The SDK also keeps JSON.parse output as-is. If you Object.assign(myConfig, data), a hostile peer can pollute your prototype with { "__proto__": { isAdmin: true } }. Copy specific known keys instead, or use Object.create(null) as a merge target.

What survives a reconnect

Customer-held referenceSurvives signalling-WS reconnect?Notes
peer instanceYesSame object across the drop.
peer.remotePeers array contentsYes for survivorspeer-joined / peer-left fires for newcomers / leavers respectively.
RemotePeer reference you heldYesSame === object. The SDK silently swaps the underlying PC.
Local MediaStream added via addStreamYesSDK reattaches automatically to each survivor's new PC.
remote.pc reference you held in a variableNoAfter reconcile, remote.pc returns a NEW PC; your old variable points at a closed one.
RTCDataChannel from remote.pc.createDataChannel(...)NoTied to the old PC. Re-open after state-change to "connected". See Data Channels & Low Latency.

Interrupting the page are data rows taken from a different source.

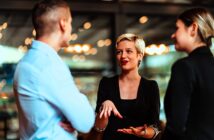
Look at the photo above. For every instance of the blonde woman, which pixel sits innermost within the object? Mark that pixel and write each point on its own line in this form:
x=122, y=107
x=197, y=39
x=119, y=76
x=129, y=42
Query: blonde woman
x=128, y=101
x=189, y=100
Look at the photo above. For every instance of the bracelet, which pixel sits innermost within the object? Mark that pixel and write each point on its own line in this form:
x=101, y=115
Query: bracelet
x=100, y=130
x=156, y=132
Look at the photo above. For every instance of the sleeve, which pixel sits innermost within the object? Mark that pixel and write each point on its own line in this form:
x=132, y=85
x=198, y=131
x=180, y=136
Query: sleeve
x=155, y=104
x=101, y=95
x=177, y=99
x=65, y=96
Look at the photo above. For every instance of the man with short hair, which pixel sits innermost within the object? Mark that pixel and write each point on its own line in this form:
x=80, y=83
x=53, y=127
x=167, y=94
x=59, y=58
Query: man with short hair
x=47, y=99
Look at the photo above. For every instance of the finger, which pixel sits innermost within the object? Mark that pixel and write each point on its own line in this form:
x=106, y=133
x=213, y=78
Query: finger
x=109, y=112
x=117, y=113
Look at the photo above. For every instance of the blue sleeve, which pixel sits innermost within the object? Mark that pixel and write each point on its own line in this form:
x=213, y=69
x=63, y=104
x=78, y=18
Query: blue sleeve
x=66, y=97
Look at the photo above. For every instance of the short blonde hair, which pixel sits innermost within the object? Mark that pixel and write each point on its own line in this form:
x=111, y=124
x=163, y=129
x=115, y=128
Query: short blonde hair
x=139, y=42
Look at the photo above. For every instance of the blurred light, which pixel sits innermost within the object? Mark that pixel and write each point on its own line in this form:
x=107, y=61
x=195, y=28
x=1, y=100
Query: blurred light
x=22, y=48
x=77, y=48
x=80, y=29
x=4, y=26
x=100, y=43
x=28, y=41
x=82, y=58
x=34, y=32
x=85, y=47
x=143, y=19
x=69, y=49
x=108, y=42
x=73, y=36
x=87, y=25
x=157, y=49
x=1, y=35
x=93, y=51
x=3, y=95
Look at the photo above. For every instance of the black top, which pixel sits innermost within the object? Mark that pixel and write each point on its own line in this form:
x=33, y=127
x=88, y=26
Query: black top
x=189, y=100
x=137, y=112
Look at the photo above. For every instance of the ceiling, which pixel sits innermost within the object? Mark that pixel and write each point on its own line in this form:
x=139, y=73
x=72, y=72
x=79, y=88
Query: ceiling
x=109, y=18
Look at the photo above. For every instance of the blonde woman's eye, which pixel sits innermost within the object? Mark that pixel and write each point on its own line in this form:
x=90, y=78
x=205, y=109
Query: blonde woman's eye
x=118, y=52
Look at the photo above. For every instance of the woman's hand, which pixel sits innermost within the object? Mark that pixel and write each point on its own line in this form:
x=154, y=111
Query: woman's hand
x=141, y=131
x=108, y=107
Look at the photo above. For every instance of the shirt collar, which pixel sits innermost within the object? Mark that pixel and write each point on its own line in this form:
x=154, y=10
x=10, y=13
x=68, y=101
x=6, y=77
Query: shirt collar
x=44, y=47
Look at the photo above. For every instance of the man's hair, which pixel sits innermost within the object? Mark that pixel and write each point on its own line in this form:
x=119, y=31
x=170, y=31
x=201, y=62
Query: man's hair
x=204, y=20
x=42, y=22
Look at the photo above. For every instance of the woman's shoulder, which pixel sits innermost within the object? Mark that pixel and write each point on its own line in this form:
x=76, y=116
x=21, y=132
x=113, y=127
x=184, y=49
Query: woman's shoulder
x=147, y=80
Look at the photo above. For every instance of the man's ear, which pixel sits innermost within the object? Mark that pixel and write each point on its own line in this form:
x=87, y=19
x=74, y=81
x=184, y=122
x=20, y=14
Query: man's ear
x=62, y=24
x=194, y=29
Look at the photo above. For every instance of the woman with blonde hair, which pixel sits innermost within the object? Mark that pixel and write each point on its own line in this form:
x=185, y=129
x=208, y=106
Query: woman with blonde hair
x=128, y=101
x=189, y=100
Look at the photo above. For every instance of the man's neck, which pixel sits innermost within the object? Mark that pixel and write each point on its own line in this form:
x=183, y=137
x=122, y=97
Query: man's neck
x=51, y=41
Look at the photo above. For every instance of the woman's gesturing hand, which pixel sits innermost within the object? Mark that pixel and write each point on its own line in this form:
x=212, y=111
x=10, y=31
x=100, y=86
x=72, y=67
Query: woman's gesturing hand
x=108, y=107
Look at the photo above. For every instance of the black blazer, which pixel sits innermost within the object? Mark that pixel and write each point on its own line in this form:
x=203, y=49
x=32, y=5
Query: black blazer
x=189, y=100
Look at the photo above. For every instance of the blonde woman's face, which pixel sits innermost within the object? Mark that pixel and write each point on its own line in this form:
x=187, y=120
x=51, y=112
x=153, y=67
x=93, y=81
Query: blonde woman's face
x=127, y=55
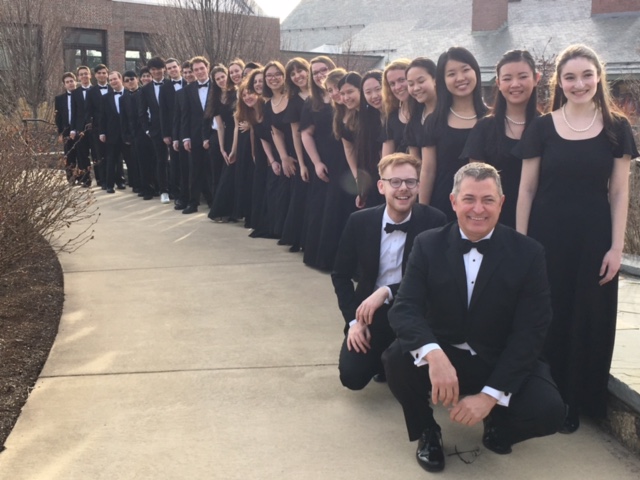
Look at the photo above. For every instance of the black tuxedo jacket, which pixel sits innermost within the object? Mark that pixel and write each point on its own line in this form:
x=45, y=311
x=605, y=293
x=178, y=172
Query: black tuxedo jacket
x=113, y=124
x=359, y=253
x=192, y=114
x=94, y=104
x=168, y=107
x=149, y=109
x=510, y=309
x=79, y=109
x=62, y=114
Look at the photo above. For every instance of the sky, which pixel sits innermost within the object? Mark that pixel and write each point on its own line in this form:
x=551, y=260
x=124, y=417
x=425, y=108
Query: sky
x=277, y=8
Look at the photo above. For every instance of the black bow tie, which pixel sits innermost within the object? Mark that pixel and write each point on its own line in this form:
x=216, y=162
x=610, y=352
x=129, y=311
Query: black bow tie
x=392, y=227
x=466, y=245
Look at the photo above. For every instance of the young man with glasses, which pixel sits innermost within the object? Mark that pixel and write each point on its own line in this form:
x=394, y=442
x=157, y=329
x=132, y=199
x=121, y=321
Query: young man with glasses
x=375, y=245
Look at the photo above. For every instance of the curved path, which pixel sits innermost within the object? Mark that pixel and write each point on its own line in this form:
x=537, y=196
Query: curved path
x=188, y=350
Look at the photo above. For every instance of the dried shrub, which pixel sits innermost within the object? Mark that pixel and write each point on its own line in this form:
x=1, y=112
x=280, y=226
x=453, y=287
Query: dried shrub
x=36, y=201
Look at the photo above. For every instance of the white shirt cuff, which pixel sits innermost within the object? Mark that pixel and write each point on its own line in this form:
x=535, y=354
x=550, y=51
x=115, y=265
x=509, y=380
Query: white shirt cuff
x=419, y=355
x=502, y=397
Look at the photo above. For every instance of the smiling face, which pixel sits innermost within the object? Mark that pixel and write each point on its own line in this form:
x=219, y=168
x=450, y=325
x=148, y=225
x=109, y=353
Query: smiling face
x=350, y=96
x=459, y=78
x=477, y=205
x=516, y=81
x=372, y=91
x=399, y=200
x=579, y=80
x=235, y=73
x=421, y=85
x=398, y=83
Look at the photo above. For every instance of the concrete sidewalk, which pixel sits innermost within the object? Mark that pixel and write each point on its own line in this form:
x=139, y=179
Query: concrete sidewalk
x=188, y=350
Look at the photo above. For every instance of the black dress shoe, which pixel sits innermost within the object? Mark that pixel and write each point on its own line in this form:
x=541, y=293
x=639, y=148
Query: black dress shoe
x=493, y=440
x=190, y=209
x=430, y=455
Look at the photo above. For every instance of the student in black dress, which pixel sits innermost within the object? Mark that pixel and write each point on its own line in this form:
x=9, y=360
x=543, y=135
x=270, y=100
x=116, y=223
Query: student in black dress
x=297, y=82
x=573, y=199
x=421, y=85
x=369, y=140
x=458, y=107
x=280, y=144
x=494, y=138
x=395, y=93
x=220, y=126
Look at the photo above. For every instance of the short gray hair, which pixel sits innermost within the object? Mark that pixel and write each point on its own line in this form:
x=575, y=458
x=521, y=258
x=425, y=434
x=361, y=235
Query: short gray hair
x=478, y=171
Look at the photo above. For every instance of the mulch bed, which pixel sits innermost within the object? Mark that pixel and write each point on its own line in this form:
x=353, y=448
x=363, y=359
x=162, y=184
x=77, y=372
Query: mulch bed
x=30, y=308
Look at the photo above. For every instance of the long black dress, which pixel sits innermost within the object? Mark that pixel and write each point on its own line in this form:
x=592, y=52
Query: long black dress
x=329, y=204
x=488, y=143
x=571, y=217
x=449, y=143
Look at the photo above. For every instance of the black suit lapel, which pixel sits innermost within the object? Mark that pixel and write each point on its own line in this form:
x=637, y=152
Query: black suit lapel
x=490, y=260
x=454, y=257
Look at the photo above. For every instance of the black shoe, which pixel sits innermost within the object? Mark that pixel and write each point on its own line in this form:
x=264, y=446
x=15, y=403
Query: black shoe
x=493, y=440
x=430, y=455
x=190, y=209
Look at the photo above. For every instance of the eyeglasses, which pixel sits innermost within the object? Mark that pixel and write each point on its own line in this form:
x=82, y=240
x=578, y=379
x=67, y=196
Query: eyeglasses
x=321, y=71
x=396, y=182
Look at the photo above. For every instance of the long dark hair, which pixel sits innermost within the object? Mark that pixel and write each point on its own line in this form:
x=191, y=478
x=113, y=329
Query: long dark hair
x=438, y=119
x=429, y=66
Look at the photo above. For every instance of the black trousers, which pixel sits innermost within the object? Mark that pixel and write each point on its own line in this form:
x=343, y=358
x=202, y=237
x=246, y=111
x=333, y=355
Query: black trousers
x=357, y=369
x=536, y=410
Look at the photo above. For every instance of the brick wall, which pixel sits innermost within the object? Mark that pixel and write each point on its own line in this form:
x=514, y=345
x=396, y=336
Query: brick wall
x=600, y=7
x=489, y=15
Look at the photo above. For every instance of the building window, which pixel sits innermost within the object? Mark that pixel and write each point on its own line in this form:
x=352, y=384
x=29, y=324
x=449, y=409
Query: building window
x=136, y=50
x=84, y=47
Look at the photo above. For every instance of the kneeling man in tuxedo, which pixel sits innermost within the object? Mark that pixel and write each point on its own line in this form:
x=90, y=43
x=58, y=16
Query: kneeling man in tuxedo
x=470, y=316
x=374, y=248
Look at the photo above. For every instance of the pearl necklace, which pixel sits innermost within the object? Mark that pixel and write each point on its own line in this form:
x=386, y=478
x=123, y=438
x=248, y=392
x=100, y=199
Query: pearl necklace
x=513, y=121
x=579, y=130
x=461, y=117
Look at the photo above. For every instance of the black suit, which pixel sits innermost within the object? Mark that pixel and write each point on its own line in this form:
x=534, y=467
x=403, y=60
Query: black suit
x=168, y=100
x=359, y=254
x=191, y=127
x=149, y=113
x=63, y=123
x=114, y=125
x=80, y=118
x=94, y=105
x=505, y=323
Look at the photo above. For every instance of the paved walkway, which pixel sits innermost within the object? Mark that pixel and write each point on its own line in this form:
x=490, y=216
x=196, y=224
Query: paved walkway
x=188, y=350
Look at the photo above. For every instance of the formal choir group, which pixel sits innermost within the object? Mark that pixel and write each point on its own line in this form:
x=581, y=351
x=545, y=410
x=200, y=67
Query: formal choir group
x=293, y=150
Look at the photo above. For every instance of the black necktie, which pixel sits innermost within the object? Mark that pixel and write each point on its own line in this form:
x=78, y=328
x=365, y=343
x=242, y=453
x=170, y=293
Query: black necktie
x=466, y=245
x=392, y=227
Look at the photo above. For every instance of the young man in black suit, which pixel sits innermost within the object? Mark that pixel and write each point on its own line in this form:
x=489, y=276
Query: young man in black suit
x=191, y=127
x=375, y=244
x=149, y=112
x=79, y=121
x=63, y=123
x=101, y=72
x=113, y=130
x=471, y=316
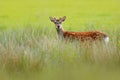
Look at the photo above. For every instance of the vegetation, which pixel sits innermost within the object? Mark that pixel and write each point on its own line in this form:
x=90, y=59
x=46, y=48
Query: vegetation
x=30, y=49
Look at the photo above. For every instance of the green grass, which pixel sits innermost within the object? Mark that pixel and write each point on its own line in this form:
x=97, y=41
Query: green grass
x=30, y=50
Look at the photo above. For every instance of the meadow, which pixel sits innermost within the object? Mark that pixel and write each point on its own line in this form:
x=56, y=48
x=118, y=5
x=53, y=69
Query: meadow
x=30, y=49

Reconnect Best Practices has the full playbook — read it before going to production.

Common pitfalls

  1. Calling peer.send before join() resolves. Rejects with MeteredPeerSendError("not_joined"). Either await peer.join(...) first or queue your sends behind the joined event.

  2. Assuming peer.send / peer.sendTo is P2P. Both are server-routed. If you're moving thousands of messages per second between peers (game state, telemetry), open a DataChannel instead. Check the Routing trade-offs table above.

  3. Holding remote.pc across a reconnect. The reference goes stale. Either re-read remote.pc every time you need it, OR re-wire on each state-change"connected".

  4. addStream after join without expecting renegotiation. Each post-join addStream adds two SDP round-trips per peer. Visible as a ~200–600 ms delay before peers see the new track. Attach before join when possible.

  5. Forgetting peer.close() is terminal. A common pattern from simple-peer / PeerJS is "destroy and replay" on errors. Here, you close() and construct a new MeteredPeer.

  6. Trusting data.from instead of senderPeerId. Sender-spoofed messages bypass your access checks. Always use senderPeerId.